Роман привычно кивком здоровается с ними, а надо было бы попрощаться, но мужики эти как были
незнакомыми, так незнакомыми и остаются. Рыбаки и не знают даже, что видят его и Нину сейчас в
последний раз – разве что по чемоданам догадываются о чём-нибудь, если им вообще интересно
догадываться о них. После никто и не заметит, что они по этому мосту уже не проходят. Когда отец
уезжал из дому даже на два дня, то на его МТФ падали удои. Здесь же без Романа ничто не
дрогнет и ни что не упадёт. Оттого и грустно. Но с другой стороны, от того и легко…

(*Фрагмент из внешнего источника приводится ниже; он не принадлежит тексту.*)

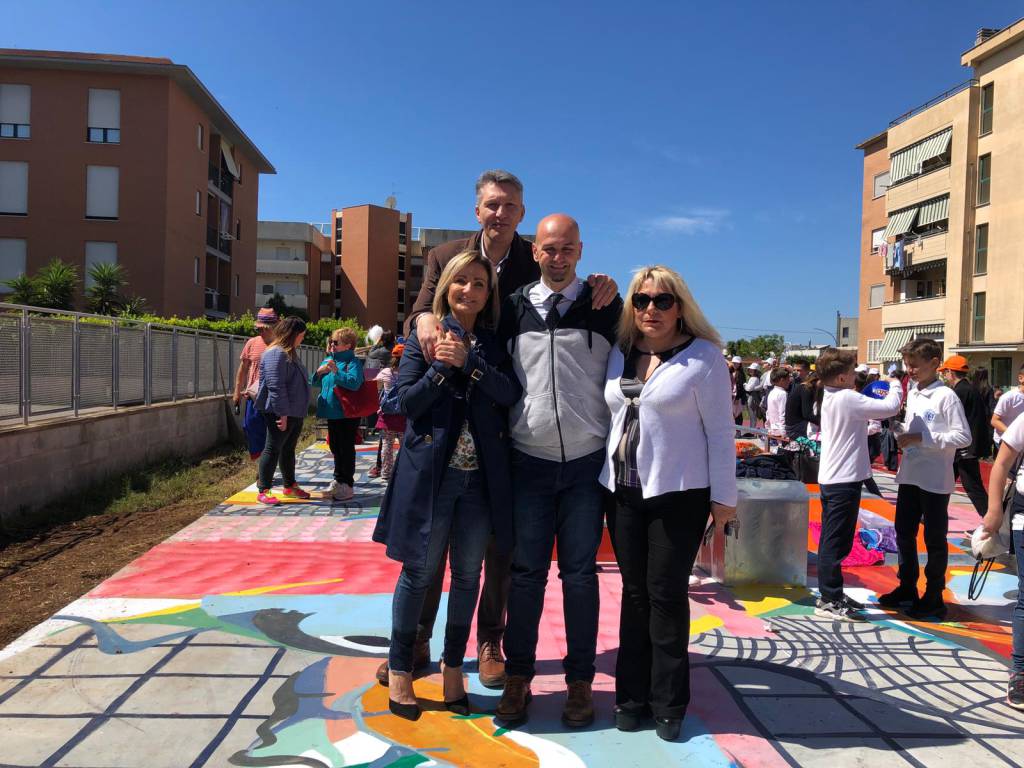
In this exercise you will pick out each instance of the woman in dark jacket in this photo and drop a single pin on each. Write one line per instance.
(453, 476)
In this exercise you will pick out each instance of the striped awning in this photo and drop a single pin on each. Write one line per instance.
(933, 210)
(900, 222)
(896, 337)
(908, 162)
(893, 342)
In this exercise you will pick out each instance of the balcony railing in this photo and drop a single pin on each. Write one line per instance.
(930, 103)
(220, 178)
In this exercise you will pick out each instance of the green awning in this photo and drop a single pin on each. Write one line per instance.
(908, 162)
(933, 210)
(893, 342)
(900, 222)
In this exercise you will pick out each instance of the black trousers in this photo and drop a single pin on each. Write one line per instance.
(341, 435)
(840, 507)
(912, 506)
(655, 543)
(969, 472)
(494, 597)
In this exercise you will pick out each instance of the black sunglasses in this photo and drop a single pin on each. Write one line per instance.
(663, 301)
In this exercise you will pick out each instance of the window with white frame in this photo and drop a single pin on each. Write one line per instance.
(98, 253)
(15, 108)
(13, 188)
(881, 184)
(104, 117)
(12, 257)
(101, 192)
(878, 238)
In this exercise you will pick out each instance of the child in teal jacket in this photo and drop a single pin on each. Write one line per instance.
(340, 369)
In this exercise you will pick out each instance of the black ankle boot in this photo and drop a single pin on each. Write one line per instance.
(668, 728)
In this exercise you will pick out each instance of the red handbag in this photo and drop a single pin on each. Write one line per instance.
(358, 402)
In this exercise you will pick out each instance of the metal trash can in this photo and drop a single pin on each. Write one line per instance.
(771, 547)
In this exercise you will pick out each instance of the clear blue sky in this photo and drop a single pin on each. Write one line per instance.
(714, 137)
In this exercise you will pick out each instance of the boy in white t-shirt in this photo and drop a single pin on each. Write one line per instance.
(1010, 451)
(1008, 408)
(775, 409)
(933, 428)
(844, 466)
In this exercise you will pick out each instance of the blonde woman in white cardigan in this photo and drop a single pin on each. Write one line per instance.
(671, 464)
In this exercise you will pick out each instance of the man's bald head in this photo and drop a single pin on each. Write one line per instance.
(557, 249)
(561, 223)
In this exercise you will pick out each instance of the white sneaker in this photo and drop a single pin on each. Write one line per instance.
(341, 492)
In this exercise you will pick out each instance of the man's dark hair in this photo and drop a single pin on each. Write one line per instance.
(925, 349)
(834, 363)
(498, 176)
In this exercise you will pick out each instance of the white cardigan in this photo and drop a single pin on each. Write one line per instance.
(686, 426)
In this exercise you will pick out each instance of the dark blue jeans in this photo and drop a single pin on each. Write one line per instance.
(280, 449)
(840, 507)
(563, 500)
(462, 522)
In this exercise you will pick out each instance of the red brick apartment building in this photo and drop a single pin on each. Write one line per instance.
(127, 159)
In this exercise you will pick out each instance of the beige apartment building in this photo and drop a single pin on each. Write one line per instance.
(295, 259)
(943, 218)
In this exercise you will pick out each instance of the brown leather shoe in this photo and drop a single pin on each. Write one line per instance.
(491, 665)
(579, 712)
(512, 707)
(421, 659)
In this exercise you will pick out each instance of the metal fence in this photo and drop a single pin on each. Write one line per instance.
(67, 363)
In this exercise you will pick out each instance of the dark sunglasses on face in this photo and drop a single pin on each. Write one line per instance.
(663, 301)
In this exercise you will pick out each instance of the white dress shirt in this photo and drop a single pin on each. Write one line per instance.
(540, 297)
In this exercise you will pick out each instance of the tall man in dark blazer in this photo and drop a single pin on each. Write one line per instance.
(499, 209)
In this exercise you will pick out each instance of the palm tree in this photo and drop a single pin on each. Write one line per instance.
(24, 290)
(56, 285)
(103, 296)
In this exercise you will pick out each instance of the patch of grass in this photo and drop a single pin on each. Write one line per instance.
(210, 478)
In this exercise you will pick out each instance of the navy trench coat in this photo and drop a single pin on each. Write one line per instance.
(434, 408)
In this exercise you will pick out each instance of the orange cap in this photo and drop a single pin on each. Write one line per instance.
(955, 363)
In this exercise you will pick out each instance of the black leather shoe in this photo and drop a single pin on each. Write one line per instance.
(668, 728)
(409, 712)
(459, 707)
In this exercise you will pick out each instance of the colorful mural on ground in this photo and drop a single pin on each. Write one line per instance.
(251, 638)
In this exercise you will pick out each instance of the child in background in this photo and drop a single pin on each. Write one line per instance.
(340, 369)
(775, 418)
(392, 426)
(844, 467)
(933, 428)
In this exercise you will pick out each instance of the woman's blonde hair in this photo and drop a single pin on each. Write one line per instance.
(692, 321)
(487, 315)
(286, 334)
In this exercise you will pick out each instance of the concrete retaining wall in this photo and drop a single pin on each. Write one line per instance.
(42, 462)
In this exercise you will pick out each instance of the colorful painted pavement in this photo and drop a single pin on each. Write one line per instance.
(251, 637)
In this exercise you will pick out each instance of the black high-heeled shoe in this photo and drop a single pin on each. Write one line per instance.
(409, 712)
(668, 728)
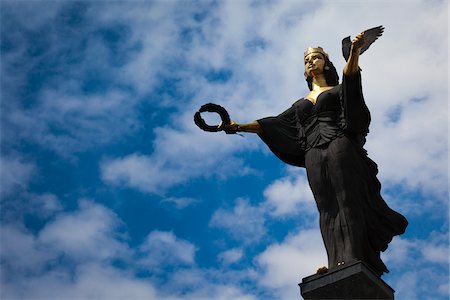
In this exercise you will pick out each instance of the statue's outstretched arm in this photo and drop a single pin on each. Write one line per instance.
(253, 127)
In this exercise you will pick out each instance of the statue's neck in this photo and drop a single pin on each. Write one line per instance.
(319, 82)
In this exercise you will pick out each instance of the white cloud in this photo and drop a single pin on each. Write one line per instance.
(243, 222)
(290, 196)
(180, 202)
(230, 256)
(15, 175)
(139, 171)
(421, 265)
(284, 264)
(74, 257)
(87, 234)
(164, 248)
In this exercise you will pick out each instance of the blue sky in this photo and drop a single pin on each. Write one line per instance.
(109, 190)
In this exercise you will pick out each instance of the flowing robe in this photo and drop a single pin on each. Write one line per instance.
(327, 139)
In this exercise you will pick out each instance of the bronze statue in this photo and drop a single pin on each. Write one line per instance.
(325, 132)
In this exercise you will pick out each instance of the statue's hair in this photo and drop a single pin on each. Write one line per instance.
(331, 76)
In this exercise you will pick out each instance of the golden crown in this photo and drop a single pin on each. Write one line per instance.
(315, 50)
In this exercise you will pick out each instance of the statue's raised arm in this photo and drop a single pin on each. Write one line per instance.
(324, 132)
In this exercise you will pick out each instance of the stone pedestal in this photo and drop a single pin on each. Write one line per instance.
(352, 281)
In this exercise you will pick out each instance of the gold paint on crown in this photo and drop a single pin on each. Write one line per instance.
(315, 50)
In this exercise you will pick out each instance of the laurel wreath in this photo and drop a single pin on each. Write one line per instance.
(215, 108)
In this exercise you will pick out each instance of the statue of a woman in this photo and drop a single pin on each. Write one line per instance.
(325, 132)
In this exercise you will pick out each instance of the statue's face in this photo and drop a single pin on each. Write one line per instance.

Прощальный взгляд из окна вагона на густую, островерхо замершую тайгу, на перрон. Рядом,
под мышкой – притихшая беременная жена. А над посёлком так же высятся горы в ослепительных
снежных тюбетейках. Вот, вздрогнув, они сдвигаются в окне, как в неком кадре жизненной ленты
Мерцаловых. Колёсная пара мягко тюкает первым стыком. И один провожающий на перроне –
украдкой утирающий глаза сорокавосьмилетний Митя Ельников со своим велосипедным
мастодонтом.
Прощай, Байкал! Хоть ты и не ласков, но на твоём берегу живут люди, выросшие на
плодородной духовной почве. Здесь, на фоне густой, мощной природы, трудно быть бездуховным
и несветлым. Погода здесь круглый год как бы иссиня, а люди – солнечные, жёлтые, золотые… *11
* * *
Матвеевы отдают Роману и Нине тепляк, зимой обычно закрытый на замок, но вполне
пригодный и для жизни в самые лютые морозы. Вечером, в день приезда, Матвей кладёт перед
Романом деньги от продажи поросят и коровы. Роман берёт потрёпанные бумажки и не знает, куда
их спрятать – в карман сунуть или в чемодан убрать? «Обычных» денег Роману всегда не хватает,
но эти деньги совсем иные. Эти деньги не совсем его.
Матвею тоже неловко из-за них, но отдать-то надо.
– Сначала я хотел было оставить поросят себе, да понял, что не прокормлю.